"Man, you've got it easy. You're retired."
"Nope, I just retired from medicine. I've switched careers. Now I'm a writer."
"How hard can that be? Throw some words on a page."
If it were only that easy. But this isn't about how difficult it is to write. That's another subject for another day--suffice it to say, it isn't easy.
This is about all the other things that go with writing, after you finish the book. Of course, the first is finding an agent...because editors generally won't consider a book proposal unless it comes through an agent. And agents are particular about the clients they take on. After all, this is their profession, and the way they earn their 15% is through the book sales of their clients. So, first get an agent to represent you. And, by the way, it should be the agent who's right for you. Not just the first one who says "yes." It is--or should be--a long-term relationship.

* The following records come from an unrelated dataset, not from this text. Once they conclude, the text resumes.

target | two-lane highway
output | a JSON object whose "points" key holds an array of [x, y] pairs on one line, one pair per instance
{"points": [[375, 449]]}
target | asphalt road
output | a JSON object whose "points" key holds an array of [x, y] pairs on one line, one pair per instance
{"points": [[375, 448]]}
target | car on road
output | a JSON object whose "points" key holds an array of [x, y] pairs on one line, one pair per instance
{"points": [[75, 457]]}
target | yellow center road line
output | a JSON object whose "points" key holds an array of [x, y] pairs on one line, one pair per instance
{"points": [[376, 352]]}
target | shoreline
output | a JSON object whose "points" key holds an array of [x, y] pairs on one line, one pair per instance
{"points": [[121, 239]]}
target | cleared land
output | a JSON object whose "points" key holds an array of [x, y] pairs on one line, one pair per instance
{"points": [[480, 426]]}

While the agent is busy sending out queries and proposals and full manuscripts (those being the stages of the submission process, generally), the author should be working on book number two. But they're also supposed to build a "platform." This public presence is a means of building name recognition. Sometimes platform comes from the author's position. I mean, if an ex-President writes a book, the platform is already there. If I write a book, I'd better have something that makes the people who see it in the book store say, "Hey, I know him."

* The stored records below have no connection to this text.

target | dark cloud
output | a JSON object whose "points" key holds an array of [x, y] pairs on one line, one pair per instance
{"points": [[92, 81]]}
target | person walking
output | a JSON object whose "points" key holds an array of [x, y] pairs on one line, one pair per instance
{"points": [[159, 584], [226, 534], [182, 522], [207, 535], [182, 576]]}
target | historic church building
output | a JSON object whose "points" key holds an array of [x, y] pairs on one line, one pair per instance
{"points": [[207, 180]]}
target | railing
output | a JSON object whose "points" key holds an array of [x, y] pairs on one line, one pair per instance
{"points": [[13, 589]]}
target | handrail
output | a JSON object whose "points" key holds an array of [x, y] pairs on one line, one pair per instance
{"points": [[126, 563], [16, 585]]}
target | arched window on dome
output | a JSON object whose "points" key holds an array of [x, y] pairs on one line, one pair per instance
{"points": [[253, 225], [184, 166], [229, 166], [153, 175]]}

Then you get "the call." Your agent phones and says, "Your book has sold." So you can just sit back and relax. Right? Wrong. Not only are there edits and galleys and proofs and corrections to consider, you're now entering the marketing phase. Creating book trailer videos, getting endorsements, lining up "influencers." And so it goes.
So why didn't I get any writing done today? I've been busy with the marketing phase of my novel, Code Blue--and it doesn't even come out until April 2010. But, if you want to beat the rush, it's already available for pre-order.
That's the writing life. Keeping all the plates spinning. Always half a step behind. And I love it.